Dil sadece kelimelerden oluşmaz. Her bir kelime aynı zamanda bir tasavvuru oluşturur; bir hayal ile bağlantılıdır. Duyulan her bir sesin ardında ayrı bir dünya, farklı bir dünya görüşü vardır. Söz gelişi, Türkiye’nin kedileri “miyav”, köpekleri “hav hav” der. Denizli’nin horozu dendi mi aklımıza “ü ürü üüü” diye bir çığlık, tavuk denince de “gıt gıdak” sesi gelir. Anadolu’da arıların vızladığını, farelerin viklediğini, ördeklerin vakladığını söyleriz.
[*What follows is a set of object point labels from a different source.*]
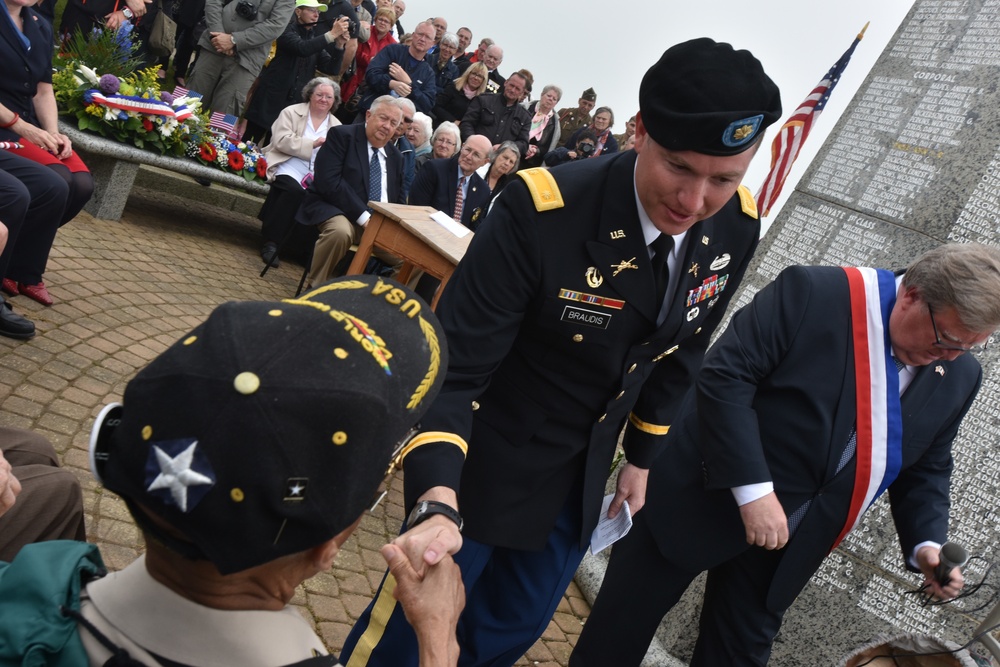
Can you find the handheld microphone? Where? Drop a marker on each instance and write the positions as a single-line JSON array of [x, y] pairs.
[[952, 555]]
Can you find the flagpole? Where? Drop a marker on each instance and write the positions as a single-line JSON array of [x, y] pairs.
[[793, 134]]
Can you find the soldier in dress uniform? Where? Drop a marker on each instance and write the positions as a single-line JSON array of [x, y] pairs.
[[583, 307], [572, 119]]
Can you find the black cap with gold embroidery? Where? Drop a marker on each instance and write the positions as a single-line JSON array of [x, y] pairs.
[[267, 429], [707, 97]]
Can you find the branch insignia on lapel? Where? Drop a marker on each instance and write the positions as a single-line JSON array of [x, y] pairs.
[[594, 277]]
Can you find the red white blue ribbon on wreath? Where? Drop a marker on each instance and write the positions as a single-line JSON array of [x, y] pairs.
[[140, 105], [879, 454]]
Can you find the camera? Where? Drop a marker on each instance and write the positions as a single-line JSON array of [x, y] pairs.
[[352, 26], [585, 149], [247, 10]]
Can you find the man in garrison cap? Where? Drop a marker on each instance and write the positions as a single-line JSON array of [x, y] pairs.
[[583, 307], [247, 454], [572, 119]]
Ama bu durum başka dillerde böyle değildir. Bir İspanyol horozların “kikiriki” dediğine dair yemin edebilir veya bir Danimarkalı ördeklerin “rap rap” diye öttüğünü öne sürebilir. Öte yandan bir İzlandalı köpeklerin “voff” diye bağırdığından çok emin olduğunu söylerken, bu dilleri bilmeyenlerin şaşırması çok doğaldır. O halde konuşulan dil ile kültürün yakın bir ilişkisi vardır ve her dil kendi kültür dünyasının aynasıdır. Türkçe de Türkün kültürünü, tarihini yansıtır; ondan izler taşır. Türkçeyi öğrenenler de farkında olmaksızın geçmişten geleceğe köprü kurarlar. Türkçeyi yabancı dil olarak öğrenenler ise kendi kültür dünyalarıyla Türk dünyası arasında köprü kurar, Türk dünyasını öğrenir; bu yolla kültürler arası iletişim kurarak, öteki denen dünyanın farkına varıp, onu daha iyi anlamaya çalışarak dünya barışına katkı sağlarlar.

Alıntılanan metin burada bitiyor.